Essen. Plötzlich 3000 Hörer: Wie die Macht der Spotify-Playlists die Musikwelt formt und warum Künstler trotzdem in die Röhre gucken.
Erinnern Sie sich noch an „Hansis Mitternacht“? Im Dezember 2022 wollte ich mit diesem selbst komponierten Musikstück herausfinden, wie das funktioniert, Musik beim Streaming-Anbieter Spotify hochzuladen und damit Geld zu verdienen. Der Parforce-Ritt auf Hansis Rücken nahm ein ziemlich ernüchterndes Ende, 1472 Mal wurde mein Song abgespielt, verdient habe ich damit 2,75 Euro – nicht einmal die Summe, die ich investieren musste, um die Musik auf Spotify veröffentlichen zu dürfen.

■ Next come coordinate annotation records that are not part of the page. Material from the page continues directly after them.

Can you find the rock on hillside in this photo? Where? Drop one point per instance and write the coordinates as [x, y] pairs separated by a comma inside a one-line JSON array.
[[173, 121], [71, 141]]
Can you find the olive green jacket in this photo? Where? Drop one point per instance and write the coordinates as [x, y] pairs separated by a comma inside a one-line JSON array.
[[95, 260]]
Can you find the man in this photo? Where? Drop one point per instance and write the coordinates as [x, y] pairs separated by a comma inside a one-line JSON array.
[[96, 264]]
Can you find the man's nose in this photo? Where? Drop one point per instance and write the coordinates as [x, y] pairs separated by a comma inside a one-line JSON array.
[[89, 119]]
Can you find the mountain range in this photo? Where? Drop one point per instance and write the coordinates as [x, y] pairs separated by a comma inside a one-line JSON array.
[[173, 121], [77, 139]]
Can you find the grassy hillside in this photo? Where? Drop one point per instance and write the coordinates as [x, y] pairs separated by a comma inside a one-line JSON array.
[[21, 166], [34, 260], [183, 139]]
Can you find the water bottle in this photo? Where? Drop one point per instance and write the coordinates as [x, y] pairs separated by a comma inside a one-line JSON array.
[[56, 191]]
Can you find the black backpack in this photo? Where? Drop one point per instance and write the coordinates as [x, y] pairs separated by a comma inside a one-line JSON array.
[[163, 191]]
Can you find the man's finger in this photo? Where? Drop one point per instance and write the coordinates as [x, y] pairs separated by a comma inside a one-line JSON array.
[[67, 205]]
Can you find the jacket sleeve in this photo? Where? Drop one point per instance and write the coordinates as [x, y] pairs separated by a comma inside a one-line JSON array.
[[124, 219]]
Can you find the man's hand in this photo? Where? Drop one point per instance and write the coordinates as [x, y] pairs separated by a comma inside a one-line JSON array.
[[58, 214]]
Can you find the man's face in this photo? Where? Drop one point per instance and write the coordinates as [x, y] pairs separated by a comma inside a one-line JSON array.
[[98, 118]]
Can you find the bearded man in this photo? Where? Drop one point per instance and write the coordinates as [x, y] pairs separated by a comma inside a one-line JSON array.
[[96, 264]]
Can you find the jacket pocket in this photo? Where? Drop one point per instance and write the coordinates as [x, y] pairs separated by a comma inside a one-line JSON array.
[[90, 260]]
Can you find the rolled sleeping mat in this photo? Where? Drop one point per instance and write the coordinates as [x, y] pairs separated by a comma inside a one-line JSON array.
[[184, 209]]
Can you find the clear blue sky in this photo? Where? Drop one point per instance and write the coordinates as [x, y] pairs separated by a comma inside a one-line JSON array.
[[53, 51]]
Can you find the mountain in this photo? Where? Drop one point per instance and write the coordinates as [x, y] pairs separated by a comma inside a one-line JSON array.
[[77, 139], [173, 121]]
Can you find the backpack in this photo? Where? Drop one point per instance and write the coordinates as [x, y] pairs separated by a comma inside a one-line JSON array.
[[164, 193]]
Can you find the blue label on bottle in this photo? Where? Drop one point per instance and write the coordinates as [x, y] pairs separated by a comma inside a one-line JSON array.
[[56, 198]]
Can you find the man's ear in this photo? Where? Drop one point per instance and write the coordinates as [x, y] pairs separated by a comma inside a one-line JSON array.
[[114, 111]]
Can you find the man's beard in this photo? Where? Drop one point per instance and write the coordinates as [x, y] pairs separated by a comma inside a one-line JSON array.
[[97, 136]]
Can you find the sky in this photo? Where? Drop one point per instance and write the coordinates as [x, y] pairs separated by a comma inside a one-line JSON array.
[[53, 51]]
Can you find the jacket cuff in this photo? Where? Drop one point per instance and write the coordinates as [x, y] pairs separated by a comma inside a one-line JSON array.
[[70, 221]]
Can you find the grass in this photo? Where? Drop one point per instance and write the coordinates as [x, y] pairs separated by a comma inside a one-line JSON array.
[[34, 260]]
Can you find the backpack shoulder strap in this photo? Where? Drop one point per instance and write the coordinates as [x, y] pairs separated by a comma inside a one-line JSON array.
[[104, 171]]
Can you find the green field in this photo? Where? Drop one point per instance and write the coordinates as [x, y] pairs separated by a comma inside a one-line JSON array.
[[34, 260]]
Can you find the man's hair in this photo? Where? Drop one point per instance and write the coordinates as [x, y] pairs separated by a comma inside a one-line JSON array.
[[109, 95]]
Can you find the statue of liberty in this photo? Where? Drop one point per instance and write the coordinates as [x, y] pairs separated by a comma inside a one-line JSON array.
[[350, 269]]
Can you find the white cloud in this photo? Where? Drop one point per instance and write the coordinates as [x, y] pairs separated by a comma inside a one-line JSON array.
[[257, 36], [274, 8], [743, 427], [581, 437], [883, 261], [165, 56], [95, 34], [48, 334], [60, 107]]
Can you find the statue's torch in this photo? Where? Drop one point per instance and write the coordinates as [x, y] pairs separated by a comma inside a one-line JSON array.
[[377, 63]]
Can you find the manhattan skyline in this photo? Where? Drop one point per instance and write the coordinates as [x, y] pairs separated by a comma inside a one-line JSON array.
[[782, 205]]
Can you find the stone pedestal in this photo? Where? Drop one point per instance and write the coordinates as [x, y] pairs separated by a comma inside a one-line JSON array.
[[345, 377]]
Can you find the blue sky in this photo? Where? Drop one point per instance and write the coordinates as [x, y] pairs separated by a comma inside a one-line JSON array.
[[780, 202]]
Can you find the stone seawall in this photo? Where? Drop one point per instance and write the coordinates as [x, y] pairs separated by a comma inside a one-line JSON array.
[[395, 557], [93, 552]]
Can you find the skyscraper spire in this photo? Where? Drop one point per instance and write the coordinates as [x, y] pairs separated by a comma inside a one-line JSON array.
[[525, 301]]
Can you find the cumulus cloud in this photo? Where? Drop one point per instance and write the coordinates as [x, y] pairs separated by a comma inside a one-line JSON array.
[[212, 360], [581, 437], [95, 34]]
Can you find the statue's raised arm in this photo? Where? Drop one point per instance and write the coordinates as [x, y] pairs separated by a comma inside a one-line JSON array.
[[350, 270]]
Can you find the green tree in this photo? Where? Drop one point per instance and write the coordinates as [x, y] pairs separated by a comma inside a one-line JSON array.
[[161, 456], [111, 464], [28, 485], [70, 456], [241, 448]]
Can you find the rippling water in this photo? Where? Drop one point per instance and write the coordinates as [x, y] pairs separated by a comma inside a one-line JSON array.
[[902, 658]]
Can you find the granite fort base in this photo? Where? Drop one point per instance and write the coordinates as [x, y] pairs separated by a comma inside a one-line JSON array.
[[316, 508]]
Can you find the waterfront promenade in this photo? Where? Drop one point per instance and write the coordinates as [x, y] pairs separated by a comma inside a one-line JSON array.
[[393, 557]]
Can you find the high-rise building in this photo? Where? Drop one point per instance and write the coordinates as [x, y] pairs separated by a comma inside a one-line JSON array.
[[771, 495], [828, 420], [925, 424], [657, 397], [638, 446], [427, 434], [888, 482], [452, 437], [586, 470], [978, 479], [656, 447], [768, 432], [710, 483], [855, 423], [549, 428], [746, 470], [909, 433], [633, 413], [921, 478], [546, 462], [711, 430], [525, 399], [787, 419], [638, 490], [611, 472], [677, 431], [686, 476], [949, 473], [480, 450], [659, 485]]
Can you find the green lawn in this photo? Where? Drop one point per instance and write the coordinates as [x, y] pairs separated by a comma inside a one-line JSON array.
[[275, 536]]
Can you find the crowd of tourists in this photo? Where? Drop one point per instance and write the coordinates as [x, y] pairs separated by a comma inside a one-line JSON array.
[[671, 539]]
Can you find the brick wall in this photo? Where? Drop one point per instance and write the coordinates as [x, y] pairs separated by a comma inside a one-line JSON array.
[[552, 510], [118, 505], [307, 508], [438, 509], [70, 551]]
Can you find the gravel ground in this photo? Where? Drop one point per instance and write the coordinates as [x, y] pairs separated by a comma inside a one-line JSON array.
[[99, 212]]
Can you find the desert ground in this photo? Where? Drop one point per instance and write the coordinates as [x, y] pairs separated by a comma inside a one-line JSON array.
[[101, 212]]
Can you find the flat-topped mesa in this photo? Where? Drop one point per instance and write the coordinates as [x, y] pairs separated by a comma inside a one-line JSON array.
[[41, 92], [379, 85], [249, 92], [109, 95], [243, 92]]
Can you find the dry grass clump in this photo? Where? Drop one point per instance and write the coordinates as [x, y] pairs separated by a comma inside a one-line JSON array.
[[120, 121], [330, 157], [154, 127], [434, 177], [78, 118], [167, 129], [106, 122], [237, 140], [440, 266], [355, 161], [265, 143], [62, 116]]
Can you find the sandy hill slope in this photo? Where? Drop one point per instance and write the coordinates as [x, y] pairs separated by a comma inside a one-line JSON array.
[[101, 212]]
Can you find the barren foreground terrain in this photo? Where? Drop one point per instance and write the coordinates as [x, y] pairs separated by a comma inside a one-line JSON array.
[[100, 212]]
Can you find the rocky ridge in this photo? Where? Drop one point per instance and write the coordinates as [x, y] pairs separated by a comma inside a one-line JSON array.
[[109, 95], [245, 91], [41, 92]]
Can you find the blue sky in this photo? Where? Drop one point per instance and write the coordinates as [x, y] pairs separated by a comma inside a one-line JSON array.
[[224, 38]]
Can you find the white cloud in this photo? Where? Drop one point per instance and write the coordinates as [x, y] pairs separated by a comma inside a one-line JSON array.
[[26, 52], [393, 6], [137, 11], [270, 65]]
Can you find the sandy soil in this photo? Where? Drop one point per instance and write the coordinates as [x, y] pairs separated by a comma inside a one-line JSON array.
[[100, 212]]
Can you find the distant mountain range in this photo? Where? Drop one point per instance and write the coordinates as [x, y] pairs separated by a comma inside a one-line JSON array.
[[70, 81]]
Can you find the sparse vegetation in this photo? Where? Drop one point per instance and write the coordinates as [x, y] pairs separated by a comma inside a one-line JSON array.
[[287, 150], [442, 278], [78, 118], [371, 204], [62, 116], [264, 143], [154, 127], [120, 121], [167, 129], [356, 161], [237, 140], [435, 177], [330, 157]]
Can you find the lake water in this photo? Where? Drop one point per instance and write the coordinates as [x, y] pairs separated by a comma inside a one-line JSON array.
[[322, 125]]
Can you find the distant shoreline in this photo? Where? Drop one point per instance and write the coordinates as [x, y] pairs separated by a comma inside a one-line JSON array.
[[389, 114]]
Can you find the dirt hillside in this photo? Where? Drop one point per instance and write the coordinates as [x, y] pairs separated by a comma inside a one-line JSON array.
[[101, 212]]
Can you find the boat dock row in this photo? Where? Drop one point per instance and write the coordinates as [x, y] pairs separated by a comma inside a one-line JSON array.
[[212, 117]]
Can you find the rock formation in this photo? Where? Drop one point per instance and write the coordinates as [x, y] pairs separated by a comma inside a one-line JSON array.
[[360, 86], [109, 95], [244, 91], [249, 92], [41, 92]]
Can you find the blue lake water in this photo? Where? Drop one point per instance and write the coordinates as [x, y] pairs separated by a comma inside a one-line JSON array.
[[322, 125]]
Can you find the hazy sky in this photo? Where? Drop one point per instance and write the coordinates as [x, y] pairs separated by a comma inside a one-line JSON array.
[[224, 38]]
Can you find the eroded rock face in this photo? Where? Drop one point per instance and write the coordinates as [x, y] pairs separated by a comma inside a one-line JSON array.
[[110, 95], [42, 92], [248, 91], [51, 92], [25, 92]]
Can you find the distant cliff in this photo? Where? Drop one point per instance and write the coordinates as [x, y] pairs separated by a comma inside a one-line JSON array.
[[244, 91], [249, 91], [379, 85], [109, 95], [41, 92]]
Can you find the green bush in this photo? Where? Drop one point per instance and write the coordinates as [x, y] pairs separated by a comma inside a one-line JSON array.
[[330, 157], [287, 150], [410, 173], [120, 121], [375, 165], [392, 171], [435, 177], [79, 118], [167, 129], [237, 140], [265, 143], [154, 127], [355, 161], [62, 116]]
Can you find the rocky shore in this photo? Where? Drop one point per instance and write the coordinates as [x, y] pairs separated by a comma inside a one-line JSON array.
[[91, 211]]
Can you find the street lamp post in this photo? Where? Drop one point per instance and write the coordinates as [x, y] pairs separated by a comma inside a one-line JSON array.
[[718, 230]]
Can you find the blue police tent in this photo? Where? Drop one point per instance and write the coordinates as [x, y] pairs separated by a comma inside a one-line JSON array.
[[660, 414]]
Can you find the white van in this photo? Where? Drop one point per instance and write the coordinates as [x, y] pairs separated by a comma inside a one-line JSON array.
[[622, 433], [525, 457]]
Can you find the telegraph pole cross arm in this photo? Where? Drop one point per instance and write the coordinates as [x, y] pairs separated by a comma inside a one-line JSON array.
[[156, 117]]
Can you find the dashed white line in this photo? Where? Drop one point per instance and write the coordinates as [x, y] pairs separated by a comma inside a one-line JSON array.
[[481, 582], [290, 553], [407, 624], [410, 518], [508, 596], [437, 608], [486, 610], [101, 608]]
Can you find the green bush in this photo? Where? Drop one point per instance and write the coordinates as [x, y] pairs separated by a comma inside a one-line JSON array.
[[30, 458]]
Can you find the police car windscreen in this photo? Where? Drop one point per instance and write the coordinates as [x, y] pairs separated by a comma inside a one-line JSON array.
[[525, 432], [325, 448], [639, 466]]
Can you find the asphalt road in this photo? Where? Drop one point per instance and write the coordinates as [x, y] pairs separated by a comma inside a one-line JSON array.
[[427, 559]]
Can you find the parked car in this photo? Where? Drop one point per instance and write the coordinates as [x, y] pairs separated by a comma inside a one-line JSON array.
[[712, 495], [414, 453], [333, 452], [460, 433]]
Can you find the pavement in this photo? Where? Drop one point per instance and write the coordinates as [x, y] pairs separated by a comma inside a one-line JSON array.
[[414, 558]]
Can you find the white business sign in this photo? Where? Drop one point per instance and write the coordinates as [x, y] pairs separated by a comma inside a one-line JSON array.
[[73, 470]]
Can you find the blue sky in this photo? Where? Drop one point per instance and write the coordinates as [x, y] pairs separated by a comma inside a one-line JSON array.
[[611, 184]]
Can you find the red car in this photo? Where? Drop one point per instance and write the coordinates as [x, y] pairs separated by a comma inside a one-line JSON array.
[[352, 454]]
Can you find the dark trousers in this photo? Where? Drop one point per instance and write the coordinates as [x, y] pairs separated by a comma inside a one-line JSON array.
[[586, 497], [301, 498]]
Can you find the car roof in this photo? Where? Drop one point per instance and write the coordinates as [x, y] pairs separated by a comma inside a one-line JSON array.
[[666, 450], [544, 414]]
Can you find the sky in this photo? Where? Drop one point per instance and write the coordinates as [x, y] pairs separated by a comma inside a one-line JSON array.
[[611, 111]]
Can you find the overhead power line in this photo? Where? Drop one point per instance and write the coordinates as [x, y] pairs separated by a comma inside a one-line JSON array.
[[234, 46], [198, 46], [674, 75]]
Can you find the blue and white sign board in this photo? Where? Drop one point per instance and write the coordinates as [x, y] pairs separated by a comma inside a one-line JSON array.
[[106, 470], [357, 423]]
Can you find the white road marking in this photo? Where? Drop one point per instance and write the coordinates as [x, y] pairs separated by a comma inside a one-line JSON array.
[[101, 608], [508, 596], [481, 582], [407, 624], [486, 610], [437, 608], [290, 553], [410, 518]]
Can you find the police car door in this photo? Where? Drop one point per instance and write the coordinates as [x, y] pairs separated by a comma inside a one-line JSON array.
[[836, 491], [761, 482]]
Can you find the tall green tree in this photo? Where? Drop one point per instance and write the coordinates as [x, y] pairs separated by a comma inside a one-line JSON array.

Vielleicht auch der Frustration wegen habe ich mich von „Hansi“ im Januar gedanklich verabschiedet und auch nicht mehr in die Analyse-App geguckt, die detaillierte Zahlen für Künstler liefert. Bis mich ein Freund Ende Mai mit der Frage auf die Schüppe nahm, was denn meine „Spotify-Karriere“ mache.Es stellt sich heraus: Sie macht ganz schön viel. Allerdings ohne mein Wissen und Zutun. Im Januar wurde mein Song vier Mal gehört, im Februar 89 Mal, viel mehr wird es auch in den Folgemonaten nicht, und dann, zwischen dem 22. und 27. Mai: 3589 Mal. Ein Plus von 18.789 Prozent!, rechnet mir die App vor.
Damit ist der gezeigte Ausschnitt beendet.